この時、西の山に陽が隠れ始めた頃であった。満身創痍で朝からひたすら歩き続けた純は、体力の限界をとうに過ぎていた。どこに防空壕があるかもわからず、慌ただしく駆け出す人の群れについていく気もしなかった。このまま坂を登って、栄太おじさんの家まで行こう。栄太おじさんの家は、山の上にぽつんと建っている。バクダンは落とされないはずだ。純は身体を軋ませながら立ち上がり、人の流れに沿うことなく、坂を登り始めた。警報は、まだ鳴っている。目の前を軍部のトラックが通り過ぎた。振り返って瞼を持ち上げると、遠くに見える市街地は赤く燃えさかり、黒い煙を吐き続けていた。
*
その声を聞いたのは、坂を半分ほど登った時であった。
「純」
振り返ると、小道とその脇を流れる細い川を隔てた向こうに、栄太おじさんが荷車を引いて立っていた。服が破れ、腰から上が全て黒く煤けている。
「ありゃあ、純か」
「おじさん」
「やっぱり純か、純、わしじゃあ」
それから数拍、時が止まった。
純を呼んだのは、父、祥雄の声であった。
「とうちゃん、とうちゃんか」
純は両の瞼を広げた。父が荷車を投げ出し、腰まで川に浸かりながらこちらに駆け寄ってくる。
「ありゃあ、純、純じゃ。純」
純は何が起きているのかわからない。
「よう生きとったのう。鶴見橋に行っとったんじゃろうが、あっこらへ大きいバクダンが落ちたんじゃいうて。こんなあ、よう生きとったのう」
父はどうしていいかわからず、純の肩を力強く掴み、とりあえずそうするように背中をさすった。「顔がわやくそじゃが、他は焼けとらんのか」
「うん、じゃが足がいとうていけん。クギをふんだ」
「ほうか、どれ、見せてみい」
「キレを巻いてもろうとるけえ、ようほどかん」
「ほうか。ありゃあのう、シズも恵美子も、みな河内の片山へ行っとるけえの。わしらも行くど」
「もう歩けん。おじさんのところで休ませてえ」
「さっき栄太のところに行ったんじゃが誰もおらんのじゃ。ひょっとしておまえが逃げて来とらんか思うてのう。ほいじゃが家にゃあ誰もおりゃあせんけえ、どうしょうか思いよったんじゃ。おい、あれへ乗れ。ここらも危ないじゃろう。警報も鳴りよるけえ、河内へ行くど」
純は父に連れられて少しばかり坂を下り、橋を渡って荷車の方へ歩いた。荷台には数枚の筵が敷いてあった。
「これへ横になっとれ」
純の前ではいつも不機嫌で怒ってばかりいる父が、この時、ずっと笑っているように見えた。鼓動が鳴るたびに全身に痛みが走るが、拍の合間に、純は妙なこそばゆさを感じた。

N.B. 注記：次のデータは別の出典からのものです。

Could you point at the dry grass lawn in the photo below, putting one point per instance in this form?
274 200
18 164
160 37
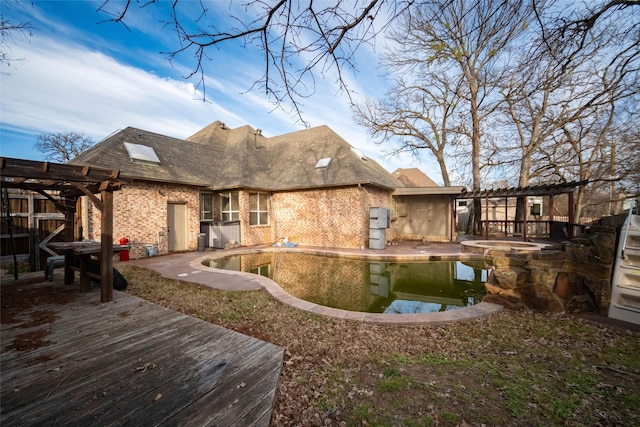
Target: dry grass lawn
513 368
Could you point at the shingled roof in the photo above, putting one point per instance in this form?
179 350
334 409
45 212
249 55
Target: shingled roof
180 162
224 158
413 177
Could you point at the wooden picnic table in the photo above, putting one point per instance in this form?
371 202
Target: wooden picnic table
78 256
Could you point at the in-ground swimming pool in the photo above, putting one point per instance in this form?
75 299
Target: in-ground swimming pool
367 286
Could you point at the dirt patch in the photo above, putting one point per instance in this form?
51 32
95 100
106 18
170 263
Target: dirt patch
41 317
512 368
30 340
19 298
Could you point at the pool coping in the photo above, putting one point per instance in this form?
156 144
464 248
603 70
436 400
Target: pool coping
481 309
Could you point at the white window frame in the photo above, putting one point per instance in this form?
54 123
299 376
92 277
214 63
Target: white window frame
206 215
233 213
257 213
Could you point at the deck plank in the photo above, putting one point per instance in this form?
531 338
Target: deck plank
133 362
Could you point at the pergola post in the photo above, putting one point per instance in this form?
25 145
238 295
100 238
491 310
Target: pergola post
69 215
106 242
506 216
524 220
486 212
570 222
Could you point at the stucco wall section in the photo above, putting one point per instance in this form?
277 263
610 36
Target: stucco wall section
140 215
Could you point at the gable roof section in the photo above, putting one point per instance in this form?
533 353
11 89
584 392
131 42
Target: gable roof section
224 158
293 158
288 162
180 161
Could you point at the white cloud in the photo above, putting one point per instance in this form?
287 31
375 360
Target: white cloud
63 86
68 88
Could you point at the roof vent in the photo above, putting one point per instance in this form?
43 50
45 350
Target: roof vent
141 153
323 163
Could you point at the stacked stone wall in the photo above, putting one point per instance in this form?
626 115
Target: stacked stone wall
573 277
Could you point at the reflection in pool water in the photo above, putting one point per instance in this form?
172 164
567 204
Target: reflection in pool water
364 285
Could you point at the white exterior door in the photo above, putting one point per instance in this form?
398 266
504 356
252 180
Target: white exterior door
176 227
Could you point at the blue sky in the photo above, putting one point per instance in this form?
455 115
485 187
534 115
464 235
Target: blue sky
77 73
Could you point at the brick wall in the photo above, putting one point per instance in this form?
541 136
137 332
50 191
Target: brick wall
336 217
140 214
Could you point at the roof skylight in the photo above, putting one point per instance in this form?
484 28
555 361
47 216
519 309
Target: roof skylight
141 153
359 153
323 163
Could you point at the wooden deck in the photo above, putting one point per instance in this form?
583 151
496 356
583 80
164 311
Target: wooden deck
69 359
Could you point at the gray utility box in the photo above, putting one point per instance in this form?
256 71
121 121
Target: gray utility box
379 218
221 232
377 239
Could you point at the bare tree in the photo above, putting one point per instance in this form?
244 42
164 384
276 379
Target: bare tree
418 117
62 146
568 32
458 48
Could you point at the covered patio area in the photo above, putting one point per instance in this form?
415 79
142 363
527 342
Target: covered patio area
499 221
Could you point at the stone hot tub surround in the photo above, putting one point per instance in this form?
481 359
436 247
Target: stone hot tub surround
575 276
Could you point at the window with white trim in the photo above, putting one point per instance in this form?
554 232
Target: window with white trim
206 206
258 209
230 206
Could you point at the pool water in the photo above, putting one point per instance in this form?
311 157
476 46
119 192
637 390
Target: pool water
367 286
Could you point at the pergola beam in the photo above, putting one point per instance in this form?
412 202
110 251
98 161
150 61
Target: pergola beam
71 182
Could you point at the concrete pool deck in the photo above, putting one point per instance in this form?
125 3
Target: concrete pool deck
188 267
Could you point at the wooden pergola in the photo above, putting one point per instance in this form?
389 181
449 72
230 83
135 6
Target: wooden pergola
546 190
70 182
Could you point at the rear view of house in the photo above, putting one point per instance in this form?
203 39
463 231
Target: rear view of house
310 187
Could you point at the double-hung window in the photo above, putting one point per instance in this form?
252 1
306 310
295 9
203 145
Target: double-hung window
230 206
258 209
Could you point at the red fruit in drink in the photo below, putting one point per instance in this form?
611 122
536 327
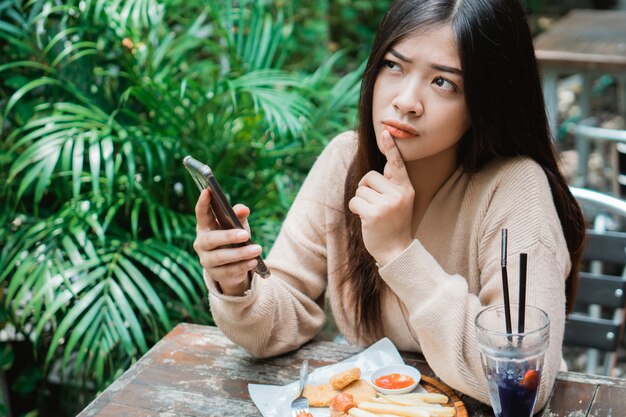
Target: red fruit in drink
531 380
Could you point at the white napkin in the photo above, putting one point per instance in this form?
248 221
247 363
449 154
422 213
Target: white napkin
275 400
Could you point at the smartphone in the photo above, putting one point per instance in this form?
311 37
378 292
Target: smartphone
221 208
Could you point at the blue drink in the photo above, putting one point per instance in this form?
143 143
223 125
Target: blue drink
512 361
516 395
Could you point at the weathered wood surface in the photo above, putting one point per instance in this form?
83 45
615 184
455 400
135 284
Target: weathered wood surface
196 371
587 40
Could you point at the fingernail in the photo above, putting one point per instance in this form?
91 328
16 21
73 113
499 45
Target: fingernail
254 249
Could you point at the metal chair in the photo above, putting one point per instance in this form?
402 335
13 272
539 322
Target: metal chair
612 143
599 315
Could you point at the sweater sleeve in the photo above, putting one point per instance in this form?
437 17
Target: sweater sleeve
441 306
281 313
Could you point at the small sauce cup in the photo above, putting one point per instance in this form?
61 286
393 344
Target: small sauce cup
395 379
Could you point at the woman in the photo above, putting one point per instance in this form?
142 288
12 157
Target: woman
398 224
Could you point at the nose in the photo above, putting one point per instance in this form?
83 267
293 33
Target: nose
408 102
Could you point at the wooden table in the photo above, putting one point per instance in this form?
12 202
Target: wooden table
589 42
196 371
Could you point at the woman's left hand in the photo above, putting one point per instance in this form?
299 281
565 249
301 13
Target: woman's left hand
385 205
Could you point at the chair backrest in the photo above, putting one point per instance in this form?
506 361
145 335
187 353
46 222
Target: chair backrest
603 276
586 134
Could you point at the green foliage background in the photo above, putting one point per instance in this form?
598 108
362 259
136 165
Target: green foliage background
99 102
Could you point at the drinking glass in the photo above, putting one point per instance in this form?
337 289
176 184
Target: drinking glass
512 361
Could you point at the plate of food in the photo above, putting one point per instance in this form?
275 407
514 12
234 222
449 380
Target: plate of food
349 389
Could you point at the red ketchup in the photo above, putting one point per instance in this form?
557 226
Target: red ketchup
394 381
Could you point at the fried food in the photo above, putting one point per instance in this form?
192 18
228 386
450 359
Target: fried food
340 404
319 395
342 379
361 391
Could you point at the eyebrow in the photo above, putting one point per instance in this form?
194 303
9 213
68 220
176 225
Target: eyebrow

筵の上に寝転んで荷車に揺られながら、片目だけ瞼を開いてみると、茜色の空に、細切れの雲がいくつか浮かんでいる。警報は、いつの間にか止んでいた。
「とうちゃん」
「なんなら」
「ハンマーわすれた」
「は、なんのことなら」
「家から持って出たハンマー」
「なにを。そがあなもん、ええわい。寝とれ」
祥雄はそれ以上何を言うでもなく、黙って荷車を引いた。
これはぜんぶ、夢か。純は、今日という日を、まだ飲みこめずにいる。
筆者もひとつ添えさせてもらうが、この邂逅は、奇跡と言っていい。ここで祥雄が純を見つけていなければ、八十年後の今、この稿は無い。
己斐から五日市の河内村まで、純を載せた荷車を引いて夜通し歩く祥雄もまた、この偶然を信じられずにいた。